BUFFALO, N.Y. — A local landmark that you may have passed by countless times without even knowing it is there. The Julia Boyer Reinstein Center sits right across the parking lot from the Buffalo History Museum, and even if you have seen it, you may not realize the secrets the grounds hold.
Every day more than 20,000 vehicles pass by, most oblivious to the grand manor that sits behind the brush. History Museum Executive Director Melissa Brown says, "it's very hard for people to imagine what this landscape looked like when Leonard Adams purchased the property."
Today, the center serves as office space and storage for the History Museum, but when it was built in 1920 for musician Leonard Adams, it was a site to behold. It was right on Scajaquada Creek, so it was waterfront property. At that time, before the exopressway was built, Elmwood Avenue actually ran behind the building, between it and the museum. The creek was also quite a bit wider and more significant. The home sat right on the bend and featured a fantsastic view from the parlor through a two-story high, majestic window.
Mr. Adams used it as both a residence, but also a performance studio and music school.
"They had it set up so there was like performing areas where parents could come and kind of look over and see.

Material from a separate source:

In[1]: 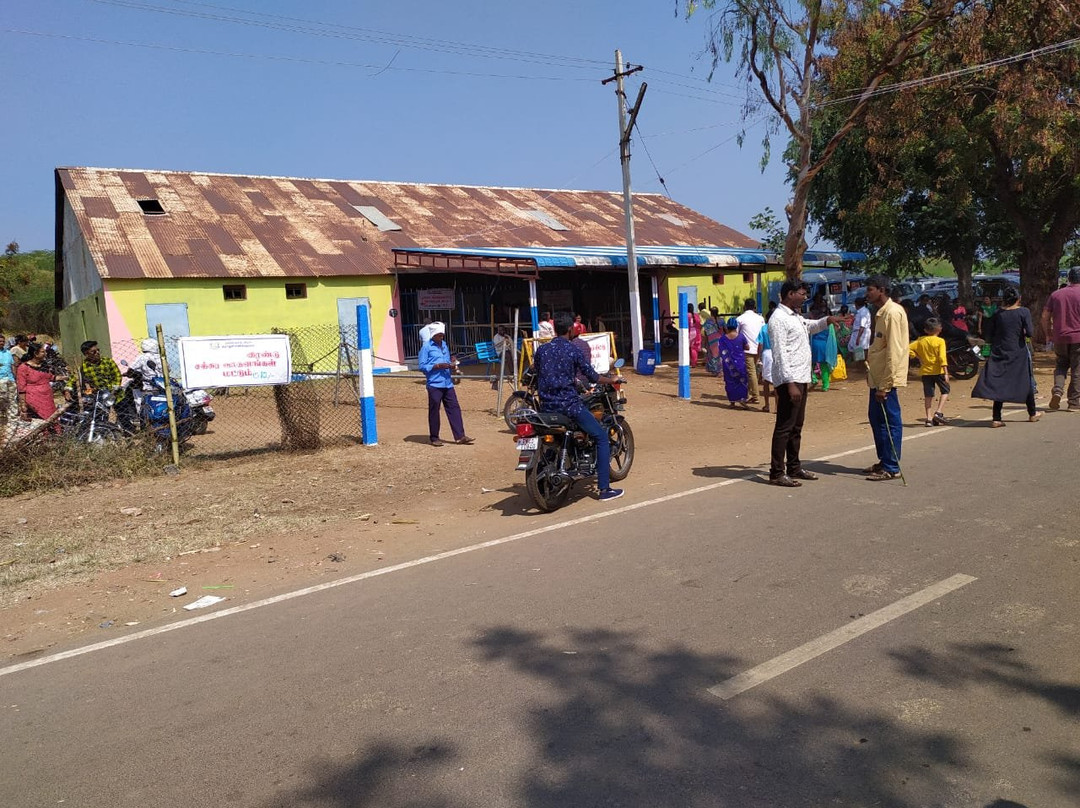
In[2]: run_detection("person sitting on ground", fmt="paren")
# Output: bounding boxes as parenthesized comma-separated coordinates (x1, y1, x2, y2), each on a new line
(909, 317, 951, 427)
(533, 311, 624, 502)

I would imagine the students doing their different performances and there was a piano in the main area so music with an performance was a main part of main function of this base but then he also had his kind of private life there as well," Brown said.

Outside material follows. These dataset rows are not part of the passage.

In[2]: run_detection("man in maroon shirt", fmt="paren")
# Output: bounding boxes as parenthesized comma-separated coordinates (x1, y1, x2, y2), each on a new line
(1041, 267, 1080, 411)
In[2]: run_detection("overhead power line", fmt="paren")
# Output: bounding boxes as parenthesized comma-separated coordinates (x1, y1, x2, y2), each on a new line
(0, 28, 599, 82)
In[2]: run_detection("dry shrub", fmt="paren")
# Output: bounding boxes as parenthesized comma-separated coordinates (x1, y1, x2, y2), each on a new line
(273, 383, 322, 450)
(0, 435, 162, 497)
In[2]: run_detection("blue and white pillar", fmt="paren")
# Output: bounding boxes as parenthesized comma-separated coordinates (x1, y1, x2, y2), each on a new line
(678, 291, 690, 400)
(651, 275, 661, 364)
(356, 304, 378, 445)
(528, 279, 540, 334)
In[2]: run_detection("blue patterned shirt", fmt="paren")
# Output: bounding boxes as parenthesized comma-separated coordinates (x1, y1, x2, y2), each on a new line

Today, surrounding the house, evidence of grandeur; old iron work, what is left of a courtyard and what once were elaborate gardens. There is also what appears to be a tombstone in the woods. But according to research librarian Cynthia Van Ness, it is a tribute stone known as a cenotaph, or a monument to someone buried elsewhere. Adam's mother Sophia died in 1918, was buried at Concordia Cemetery, and then moved to Forest Lawn in 1967. The stone may even be a portion of her original marker at Concordia.
There is evidence of elaborate gardens and cement balusters throughout the overgrown property. As the History Museum develops its master plan, they are looking at renovating the building into event space and giving this piece of hidden history a new future.